Bien des Japonais, lorsqu'ils se rendent à l'onsen, y passent la journée entière, ponctuée de bains, de siestes, repas et massages.
Mais la plupart des grands établissements ont fermé leurs portes lorsque le gouvernement a déclaré l'état d'urgence en avril, à Tokyo et dans quelques autres régions dans un premier temps, puis dans tout le pays.
Les autorités ont cependant qualifié de services essentiels les bains publics classiques, appelés sento, qui par le passé servaient souvent à ceux qui ne disposaient pas d'une salle d'eau chez eux.
Ces établissements plus petits ont été sommés d'aérer plus largement les lieux clos, d'exiger de leurs clients le respect d'une bonne distance entre eux et de nettoyer les surfaces touchées par les baigneurs telles que casiers ou poignées de portes.
Yumominosato, lui, est resté fermé pendant environ deux mois.
Ses clients doivent à présent faire mesurer leur température juste avant d'entrer et il leur est demandé de rester à l'écart les uns des autres tant dans l'eau que hors de l'eau.
Ils doivent porter un masque en dehors des zones de bain et utiliser pour leurs mains les désinfectants répartis partout à travers le bâtiment.
- Japonais et bains "indissociables" -
Avant la pandémie, l'établissement recevait facilement 1.000 personnes en une seule journée, dit le gérant Hiroshi Saito.
Sur les deux premiers jours de réouverture 500 personnes se sont présentées.
"Bien sûr,le coronavirus n'a pas disparu. L'éventualité d'une deuxième vague est dans tous les esprits. Nous avons donc renforcé nos mesures d'hygiène afin que nos clients puissent se détendre réellement", explique-t-il à l'AFP.
"Qu'est-ce qu'on se sent bien", dit You Sasaki, 50 ans, qui a compté les jours jusqu'à la réouverture des onsen, où avant la pandémie il se rendait trois à quatre fois par semaine.
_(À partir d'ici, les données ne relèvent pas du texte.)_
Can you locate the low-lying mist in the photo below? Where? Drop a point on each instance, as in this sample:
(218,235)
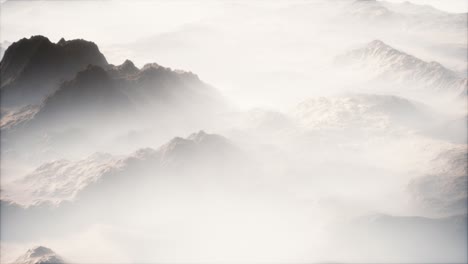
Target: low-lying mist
(304,131)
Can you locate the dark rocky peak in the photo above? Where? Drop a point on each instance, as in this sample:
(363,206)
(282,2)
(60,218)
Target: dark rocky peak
(33,68)
(126,69)
(40,255)
(92,75)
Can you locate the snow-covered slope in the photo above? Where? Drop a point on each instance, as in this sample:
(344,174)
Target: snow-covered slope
(361,111)
(444,189)
(380,61)
(63,180)
(39,255)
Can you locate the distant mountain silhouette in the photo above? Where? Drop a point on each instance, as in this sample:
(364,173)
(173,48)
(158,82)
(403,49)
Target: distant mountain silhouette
(40,255)
(78,90)
(33,68)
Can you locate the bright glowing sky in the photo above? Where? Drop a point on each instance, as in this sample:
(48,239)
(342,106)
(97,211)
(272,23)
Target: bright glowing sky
(457,6)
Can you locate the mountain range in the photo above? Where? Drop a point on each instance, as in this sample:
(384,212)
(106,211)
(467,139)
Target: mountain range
(39,255)
(388,65)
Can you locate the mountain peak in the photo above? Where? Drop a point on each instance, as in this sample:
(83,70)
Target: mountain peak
(40,255)
(37,66)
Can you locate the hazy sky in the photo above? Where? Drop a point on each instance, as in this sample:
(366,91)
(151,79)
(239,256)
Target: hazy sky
(447,5)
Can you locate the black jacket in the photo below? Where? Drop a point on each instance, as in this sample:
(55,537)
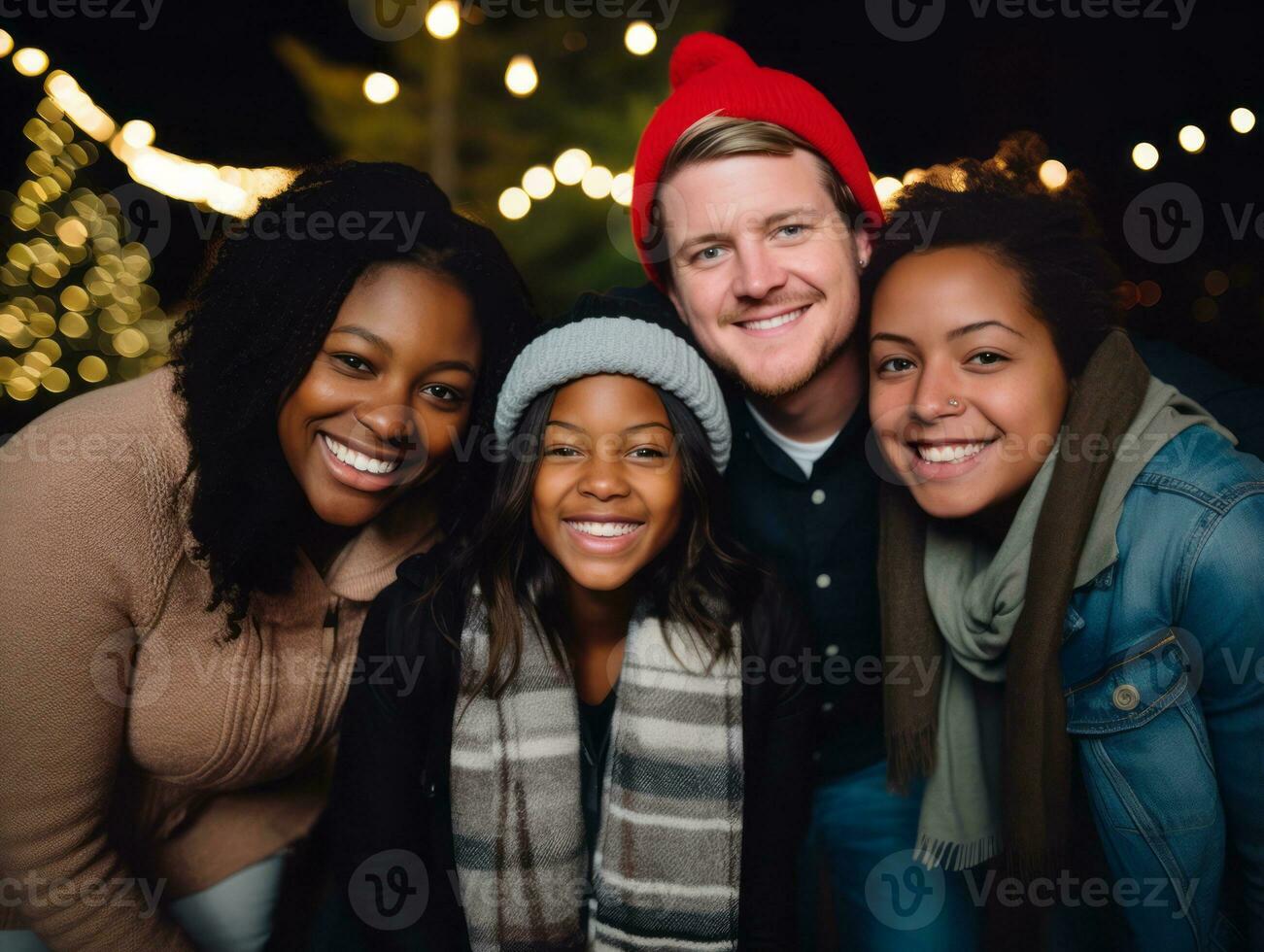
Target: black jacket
(391,787)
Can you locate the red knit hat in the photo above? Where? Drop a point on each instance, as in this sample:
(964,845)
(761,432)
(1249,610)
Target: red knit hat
(709,74)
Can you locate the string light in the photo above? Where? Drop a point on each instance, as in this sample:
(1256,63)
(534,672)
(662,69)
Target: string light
(443,19)
(571,164)
(886,187)
(520,76)
(1192,139)
(515,204)
(538,183)
(381,87)
(639,38)
(1145,155)
(597,183)
(1053,175)
(29,61)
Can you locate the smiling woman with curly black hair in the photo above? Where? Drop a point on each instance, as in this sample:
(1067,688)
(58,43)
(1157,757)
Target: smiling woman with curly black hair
(182,613)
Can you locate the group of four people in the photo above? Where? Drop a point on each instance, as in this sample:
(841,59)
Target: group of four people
(801,594)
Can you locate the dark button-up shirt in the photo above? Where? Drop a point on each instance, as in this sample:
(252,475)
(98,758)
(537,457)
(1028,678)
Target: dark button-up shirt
(819,533)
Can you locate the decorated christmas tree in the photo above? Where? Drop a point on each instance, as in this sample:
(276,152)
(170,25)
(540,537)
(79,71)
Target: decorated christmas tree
(450,110)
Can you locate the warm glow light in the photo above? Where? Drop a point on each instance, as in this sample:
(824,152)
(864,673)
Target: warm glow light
(1053,173)
(444,19)
(538,183)
(1145,155)
(597,183)
(1192,139)
(381,87)
(515,204)
(571,166)
(138,133)
(520,76)
(639,38)
(29,61)
(886,186)
(621,188)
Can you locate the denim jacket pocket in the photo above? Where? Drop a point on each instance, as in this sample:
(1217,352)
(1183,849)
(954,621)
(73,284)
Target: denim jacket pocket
(1146,764)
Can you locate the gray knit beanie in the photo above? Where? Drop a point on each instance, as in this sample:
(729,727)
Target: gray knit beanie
(598,338)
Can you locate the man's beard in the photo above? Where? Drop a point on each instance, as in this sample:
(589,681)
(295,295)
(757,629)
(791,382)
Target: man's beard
(793,385)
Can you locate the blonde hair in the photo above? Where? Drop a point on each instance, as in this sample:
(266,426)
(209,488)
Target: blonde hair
(719,137)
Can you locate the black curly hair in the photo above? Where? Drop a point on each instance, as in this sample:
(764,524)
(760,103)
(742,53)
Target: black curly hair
(259,313)
(1048,237)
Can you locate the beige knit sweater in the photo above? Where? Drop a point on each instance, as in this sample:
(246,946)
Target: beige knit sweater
(219,754)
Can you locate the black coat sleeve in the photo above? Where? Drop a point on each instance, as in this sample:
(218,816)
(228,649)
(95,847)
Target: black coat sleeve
(777,770)
(374,823)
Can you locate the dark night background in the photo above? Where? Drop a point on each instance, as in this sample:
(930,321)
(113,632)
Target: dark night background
(206,75)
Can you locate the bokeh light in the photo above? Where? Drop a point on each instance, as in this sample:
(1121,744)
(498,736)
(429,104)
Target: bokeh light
(381,87)
(639,38)
(1145,155)
(520,76)
(1053,175)
(571,164)
(1192,139)
(513,204)
(443,19)
(538,183)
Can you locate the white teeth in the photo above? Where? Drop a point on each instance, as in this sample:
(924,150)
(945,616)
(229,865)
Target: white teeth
(604,529)
(958,453)
(352,458)
(769,323)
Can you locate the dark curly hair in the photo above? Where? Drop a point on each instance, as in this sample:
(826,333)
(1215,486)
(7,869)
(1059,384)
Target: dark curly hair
(259,313)
(1048,237)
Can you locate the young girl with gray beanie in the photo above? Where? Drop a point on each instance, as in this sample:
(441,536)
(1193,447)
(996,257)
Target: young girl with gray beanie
(586,727)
"La dernière fois que je suis venu ici c'était fin mars. L'onsen c'est très particulier. C'est difficile à exprimer avec des mots. Se tremper dans un grand bassin c'est tellement délassant", dit-il.
"Cela fait partie de notre vie. Je ne pense pas qu'on puisse nous dissocier de cela, du bain. C'est vrai pour moi. C'est vrai pour tout Japonais", affirme-t-il.